In the original screenplay category Diablo Cody took the main prize for “Juno,” an award you would only have bet against if you were a complete fool and enjoy losing money. In the adapted screenplay category, Joel and Ethan Coen won for their very-faithful adaptation of Cormac McCarthy’s “No Country For Old Men.”
Competition for original screenplay included scripts for “Michael Clayton,” “The Savages,” “Knocked Up” and “Lars and the Real Girl.” The Coens bested adapted screenplay for “There Will Be Blood,” “The Diving Bell and the Butterfly,” “Into the Wild,” and “Zodiac.”
Alex Gibney won the WGA’s documentary screenplay award for “Taxi To The Dark Side,” which is nominated for best documentary at the Oscars and beat out Michael Moore’s screenplay for “Sicko.” It was nice to see “The Wire” get its due too.

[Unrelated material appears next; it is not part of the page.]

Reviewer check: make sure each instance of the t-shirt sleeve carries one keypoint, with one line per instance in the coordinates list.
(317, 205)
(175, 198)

The Baltimore-based police drama won for Best Dramatic Series in the television category.
As the L.A. Times points out, winning the WGA’s top prize “doesn’t necessarily translate into Oscar gold,” but the winners in both these separate categories over the last two years — “The Departed,” “Little Miss Sunshine,” “Brokeback Mountain” and “Crash” — all won themselves an Oscar.